Leveraging legacy and current clinical trial data
In addition to RCT data, the United States Food and Drug Administration (US FDA) and European Medicines Agency (EMA) have created guidelines to accommodate real world evidence (RWE) generated from claims, registries, and electronic medical records (EMR) data sets for demonstrating the efficacy, safety, and effectiveness of drugs. This data, if analysed as per approved guidelines, is accepted for regulatory and reimbursement approvals. However, real world data (RWD) is coded in multiple formats and needs to be processed further. Various organizations have started transforming this data to Observational Medical Outcomes Partnership (OMOP) common data model (CDM) formats for RWE generation, strengthening the role of FAIR data principles in life sciences.
Real-World Evidence and Regulatory Acceptance
This adds enhanced substantiation to the added “value” of the drug and supports data-driven drug discovery approaches across the development lifecycle.

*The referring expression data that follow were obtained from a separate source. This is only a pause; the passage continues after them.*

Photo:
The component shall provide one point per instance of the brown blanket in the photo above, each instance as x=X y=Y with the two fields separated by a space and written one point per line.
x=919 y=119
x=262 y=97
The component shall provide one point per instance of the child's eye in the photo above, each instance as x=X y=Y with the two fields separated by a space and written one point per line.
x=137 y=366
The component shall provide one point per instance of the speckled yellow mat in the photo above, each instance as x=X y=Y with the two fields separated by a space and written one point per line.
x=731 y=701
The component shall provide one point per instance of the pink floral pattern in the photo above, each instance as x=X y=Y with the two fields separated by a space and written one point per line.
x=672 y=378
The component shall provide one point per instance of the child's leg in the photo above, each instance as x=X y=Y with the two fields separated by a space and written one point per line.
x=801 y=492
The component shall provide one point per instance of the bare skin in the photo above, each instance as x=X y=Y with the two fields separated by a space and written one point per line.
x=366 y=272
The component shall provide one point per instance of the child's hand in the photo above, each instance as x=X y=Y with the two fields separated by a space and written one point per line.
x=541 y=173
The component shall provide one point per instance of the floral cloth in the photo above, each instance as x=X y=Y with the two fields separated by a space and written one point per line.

Accelerating drug development using integrated data
As the pharmaceutical industry faces rising research and development (R&D) costs per drug brought to market, there exists a compelling need to optimize existing data assets and shorten the drug development life-cycle. Heterogeneity of treatment effect (HTE) is another challenge for the industry. HTE is defined as the difference in patient outcomes measured from post-launch RWD as compared to results observed in pre-launch RCTs. This variability highlights the importance of integrating legacy and current data in drug development to better predict real-world outcomes.
Addressing Heterogeneity of Treatment Effect (HTE)
HTE might occur due to real-world risk exposures not accounted for in the target population and has the potential to significantly impact drug accessibility and acceptance. While probable confounding and risk factors are identified from existing published research, estimating the impact of unobserved exposures remains challenging. Valuable evidence may already exist within aggregated RCT and RWE datasets, especially when supported by analysis-ready clinical datasets.
Transforming RCT and RWD into actionable insights
If data from RCTs and RWD could be aggregated in an analyzable format, it could be utilized for clinical trial planning, segmented patient targeting, predicting clinical outcomes, improving healthcare system efficiencies, and tracking safety outcomes with greater accuracy. Legacy and ongoing RCT data can be transformed by mapping CDISC SDTM datasets into OMOP CDM, enabling scalable clinical data services and advanced analytics.
Excelra’s approach to legacy and current data integration
Excelra understands the need of the scientific community to aggregate, extract-transform-load, standardize, visualize, and analyse complex clinical data. As stakeholders move toward “findability, accessibility, interoperability, and reusability” (FAIR) standards, our experts deliver scientific informatics solutions that enable seamless interaction with data on automated platforms.
An acute understanding of data provenance and lineage is central to successful insight generation. Excelra’s data scientists apply advanced analytics, visualization, and data science services to transform large-scale clinical datasets into efficient, decision-ready data engines.
Excelra’s “Molecule to Market” processes are HIPAA, EU GDPR, and 21 CFR Part 11 compliant, ensuring best practices in transforming confidential data into meaningful insights that accelerate drug discovery and development.